Purpose: Validate Planning Specialist's execution graph matches actual database dependencies and identifies all parallel opportunities.

When: After Planning Specialist completes task breakdown

Entity: Planning Specialist only

Token Cost: ~600-900 tokens

Quality Metrics

This analysis measures three aspects of execution graph quality:

  1. Dependency Accuracy (70% baseline): Do claimed dependencies match database?
  2. Parallel Completeness (70% baseline): Are all parallel opportunities identified?
  3. Format Clarity (95% baseline): Is graph notation clear and unambiguous?

Target: 95%+ overall quality score

Analysis Workflow

Step 1: Query Actual Dependencies

// Get all tasks for feature
tasks = query_container(operation="overview", containerType="feature", id=featureId).tasks

// Query dependencies for each task
actualDependencies = {}
for task in tasks:
  deps = query_dependencies(taskId=task.id, includeTaskInfo=true)
  actualDependencies[task.id] = {
    title: task.title,
    blockedBy: deps.incoming,
    blocks: deps.outgoing
  }
}

Step 2: Extract Planning Specialist's Graph

Parse the output to extract claimed execution structure:

planningGraph = extractExecutionGraph(planningOutput)
// Should contain: batches, dependencies, parallel claims

Step 3: Verify Dependency Accuracy

Compare claimed vs actual dependencies:

for task in tasks:
  graphBlockers = planningGraph.dependencies[task.title] || []
  actualBlockers = actualDependencies[task.id].blockedBy.map(t => t.title)
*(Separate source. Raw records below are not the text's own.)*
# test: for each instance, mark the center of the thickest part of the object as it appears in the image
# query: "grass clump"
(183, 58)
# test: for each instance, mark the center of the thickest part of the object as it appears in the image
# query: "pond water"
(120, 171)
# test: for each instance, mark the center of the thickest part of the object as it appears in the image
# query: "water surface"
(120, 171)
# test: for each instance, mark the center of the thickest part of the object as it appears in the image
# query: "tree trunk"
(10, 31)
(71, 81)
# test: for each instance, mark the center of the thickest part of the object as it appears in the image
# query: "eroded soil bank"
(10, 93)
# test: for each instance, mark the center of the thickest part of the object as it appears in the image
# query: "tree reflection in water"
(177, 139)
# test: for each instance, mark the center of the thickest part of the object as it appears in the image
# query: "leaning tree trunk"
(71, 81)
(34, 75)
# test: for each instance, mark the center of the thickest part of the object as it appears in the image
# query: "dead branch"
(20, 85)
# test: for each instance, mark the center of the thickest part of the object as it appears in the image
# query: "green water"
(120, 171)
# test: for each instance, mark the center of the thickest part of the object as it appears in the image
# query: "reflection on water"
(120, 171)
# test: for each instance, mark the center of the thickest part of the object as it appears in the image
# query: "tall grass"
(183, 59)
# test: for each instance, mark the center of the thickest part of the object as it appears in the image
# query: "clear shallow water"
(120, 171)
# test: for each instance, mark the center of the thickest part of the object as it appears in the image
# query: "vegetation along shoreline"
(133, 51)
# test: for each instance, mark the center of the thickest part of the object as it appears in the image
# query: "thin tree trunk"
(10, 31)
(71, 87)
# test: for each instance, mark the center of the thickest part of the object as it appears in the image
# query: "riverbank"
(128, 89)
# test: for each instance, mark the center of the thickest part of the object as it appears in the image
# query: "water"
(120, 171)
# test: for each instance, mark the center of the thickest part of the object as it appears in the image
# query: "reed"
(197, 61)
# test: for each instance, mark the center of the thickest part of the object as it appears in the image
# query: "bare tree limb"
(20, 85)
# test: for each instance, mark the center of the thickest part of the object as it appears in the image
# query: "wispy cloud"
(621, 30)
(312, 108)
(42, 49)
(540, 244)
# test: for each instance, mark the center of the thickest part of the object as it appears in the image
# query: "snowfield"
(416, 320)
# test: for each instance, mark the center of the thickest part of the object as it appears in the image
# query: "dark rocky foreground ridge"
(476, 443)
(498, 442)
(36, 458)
  if (!arraysEqual(graphBlockers, actualBlockers)) {
    issues.push({
      task: task.title,
      expected: actualBlockers,
      found: graphBlockers,
      severity: "ALERT"
    })
  }
}

Step 4: Verify Parallel Completeness

Check all parallel opportunities identified:

// Independent tasks (no blockers) should all be in Batch 1
independentTasks = tasks.filter(t => actualDependencies[t.id].blockedBy.length == 0)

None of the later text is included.